In Sachen Klimaschutz fehlt im Landeswassergesetz ­ sowohl in diesem Entwurf als auch im bestehenden Landeswassergesetz ­ eine ganze Menge. Der Hauptpunkt ist sicherlich, dass Gewässer in einer heißer werdenden Atmosphäre eine ganz besondere Bedeutung für das Kleinklima und das Klima im Lande insgesamt haben und Gewässer als Lebensraum eine stärkere Entwicklung zurück zu einem natürlichen Zustand brauchen. Insofern fordern wir als Naturschutzverbände die Umsetzung der Wasserrahmenrichtlinie ein und wollen hier wieder den Grundsatz nach vorne stellen, dass die Gewässer Raum brauchen. Diese Forderung ergibt sich auch vom Hochwasserschutz her. An den Gewässern muss wirklich eine ganze Menge verbessert werden. Das ist für den Klimaschutz ein sehr wichtiger Faktor.

Ganz wichtig ist in diesem Zusammenhang auch die Problematik der Entwässerungsgräben. Mittlerweile steht fest, dass gerade durch die Entwässerung der Landschaft gewaltige Mengen an CO2 in die Atmosphäre abgegeben werden. Man hat das in Mecklenburg-Vorpommern und in Brandenburg untersucht und ist zu wirklich erschreckenden Erkenntnissen gekommen. Deswegen muss dem Trend, Entwässerung so festzuschreiben und durchzuführen wie bisher, entgegengetreten werden.

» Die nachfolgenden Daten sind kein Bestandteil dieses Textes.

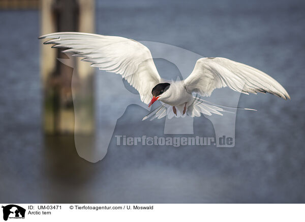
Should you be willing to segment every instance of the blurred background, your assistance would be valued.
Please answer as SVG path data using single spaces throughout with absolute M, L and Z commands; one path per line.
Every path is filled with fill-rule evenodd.
M 303 1 L 0 0 L 0 202 L 305 202 Z M 38 39 L 73 31 L 228 58 L 269 74 L 291 100 L 241 95 L 239 106 L 258 111 L 237 112 L 234 148 L 117 146 L 114 135 L 163 135 L 165 120 L 142 122 L 147 111 L 131 105 L 105 157 L 89 162 L 74 131 L 90 141 L 99 114 L 118 106 L 105 106 L 100 71 L 73 60 L 85 101 L 76 122 L 73 69 L 56 59 L 68 57 Z M 179 76 L 155 62 L 161 76 Z M 215 136 L 204 117 L 194 125 L 195 135 Z

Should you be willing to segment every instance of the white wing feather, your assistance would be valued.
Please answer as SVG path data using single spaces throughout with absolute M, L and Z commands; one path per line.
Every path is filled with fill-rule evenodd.
M 63 52 L 92 63 L 100 69 L 121 75 L 140 94 L 141 100 L 148 104 L 151 90 L 160 83 L 149 50 L 139 42 L 117 36 L 83 33 L 51 33 L 39 37 L 52 39 L 44 44 L 54 44 L 53 48 L 64 48 Z
M 185 83 L 188 92 L 204 96 L 210 96 L 216 88 L 228 86 L 246 94 L 269 93 L 285 99 L 290 99 L 285 89 L 266 73 L 226 58 L 199 59 Z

Daher fordern wir auch, dass die Entwässerungsgräben nicht einfach als laufendes Geschäft der Verwaltung oder als Angelegenheit der Landwirtschaft gesehen werden.

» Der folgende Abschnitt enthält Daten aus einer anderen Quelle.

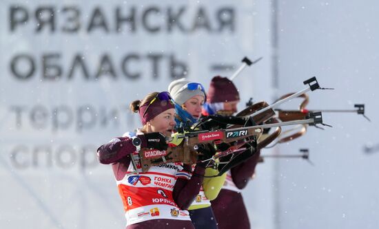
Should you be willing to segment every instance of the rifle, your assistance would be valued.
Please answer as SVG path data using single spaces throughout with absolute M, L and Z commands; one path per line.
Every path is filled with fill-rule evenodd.
M 263 129 L 298 124 L 316 124 L 322 122 L 322 118 L 321 113 L 316 112 L 310 113 L 309 118 L 304 120 L 265 124 L 216 131 L 205 130 L 180 133 L 174 136 L 174 138 L 178 139 L 183 139 L 179 145 L 169 147 L 166 151 L 141 149 L 139 151 L 139 160 L 143 172 L 147 171 L 153 165 L 159 165 L 168 162 L 180 162 L 184 164 L 193 164 L 197 162 L 197 155 L 199 154 L 198 151 L 208 143 L 218 144 L 221 142 L 235 142 L 235 147 L 233 150 L 240 151 L 240 150 L 238 150 L 238 148 L 247 142 L 246 139 L 262 133 Z M 221 153 L 223 153 L 225 152 Z M 229 151 L 225 155 L 234 152 L 233 151 Z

Ein weiterer wichtiger Punkt ist die Niederschlagswasserbeseitigung. In dieser Novelle fehlt eine klare Vorgabe für den Umgang mit Niederschlagswasser und die Einlei tung in die Gewässer. Wir würden uns wünschen, dass endlich das BWK M3 als verbindliche Vorgabe umgesetzt wird, damit wirklich alle im Land wissen, wie sie bei der Aufstellung von Bebauungsplänen mit dieser Problematik umgehen, dass hier also ein Umdenken stattfindet.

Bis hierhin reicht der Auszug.